Quote from japaho41
With a growing (meaning heavier) patient population which then leads to more patients with OSA. It is always a concern of mine once the patient is in the PACU that they will obstruct their airway or be over nacrcotized. I make sure that I extubate these patient when they are alittle more awake than patient without OSA, taking a good tidal volume and adequate RR. Sit them up, unless contraindicated, use a nasal or oral airway if needed. Ideally the patient with OSA should bring there machine with them to the hospital the day of surgery and have it available to use in the PACU. Most patients are not told to do so and think because they are in the hospital that there will be one available for them to use. I guess that all goes back to there pre-op instructions.
I like it when the patients bring their cpap with them and I like when they airways in place.
Is it feasible to have airways in during surgery for the non-general anesthesia patients? Seems like an oral airway would be a great idea. It could just be left in as long as needed, couldn't it?

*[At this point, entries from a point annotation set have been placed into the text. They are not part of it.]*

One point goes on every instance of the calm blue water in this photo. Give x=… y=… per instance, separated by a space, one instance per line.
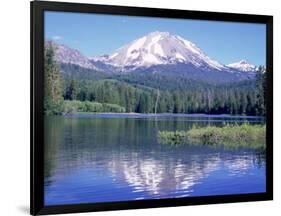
x=112 y=157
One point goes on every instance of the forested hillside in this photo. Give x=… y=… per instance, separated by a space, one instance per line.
x=70 y=88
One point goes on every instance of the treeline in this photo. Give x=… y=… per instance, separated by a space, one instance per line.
x=233 y=99
x=72 y=92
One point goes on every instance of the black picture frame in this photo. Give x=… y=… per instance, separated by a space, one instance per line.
x=37 y=129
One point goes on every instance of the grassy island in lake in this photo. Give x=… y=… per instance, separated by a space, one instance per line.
x=244 y=135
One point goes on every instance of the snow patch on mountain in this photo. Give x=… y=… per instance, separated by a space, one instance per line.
x=243 y=65
x=159 y=48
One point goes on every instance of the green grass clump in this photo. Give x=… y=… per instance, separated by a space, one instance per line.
x=244 y=135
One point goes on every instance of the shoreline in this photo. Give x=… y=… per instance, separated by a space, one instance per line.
x=162 y=115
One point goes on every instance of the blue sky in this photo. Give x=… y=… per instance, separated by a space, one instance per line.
x=95 y=34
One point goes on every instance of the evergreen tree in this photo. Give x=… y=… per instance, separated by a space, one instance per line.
x=53 y=100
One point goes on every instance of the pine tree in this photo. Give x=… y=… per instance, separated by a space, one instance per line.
x=53 y=100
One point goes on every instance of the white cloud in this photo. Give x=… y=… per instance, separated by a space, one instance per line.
x=57 y=37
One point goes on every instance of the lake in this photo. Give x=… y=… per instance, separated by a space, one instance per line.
x=93 y=158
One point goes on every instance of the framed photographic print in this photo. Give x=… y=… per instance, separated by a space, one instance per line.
x=140 y=107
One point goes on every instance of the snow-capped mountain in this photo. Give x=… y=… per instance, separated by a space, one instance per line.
x=67 y=55
x=159 y=48
x=243 y=65
x=160 y=53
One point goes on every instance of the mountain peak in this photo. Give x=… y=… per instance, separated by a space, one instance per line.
x=243 y=65
x=158 y=48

Do you have plans at your facility to start telling OSA pts to bring their CPAP machines? The patients probably don't give it any thought. They probably think that someone would instruct them on everything to do , not do, what to bring or not bring, etc., especially something as vital as their CPAP machines. It is simple enough to tell them to bring it. But I think a lot of facilities don't, incredibly, think of OSA when they are dealing with pre-op patients. That is why we have a special unit, as mentioned. I'm glad you brought this up.
What percentage of OSA patients have a problem in your experience, either in OR or RR? Does someone from Anesthesia stay immediately at hand post-op for an hour or more? Anything else you can think of re: OSA and surgery/recovery?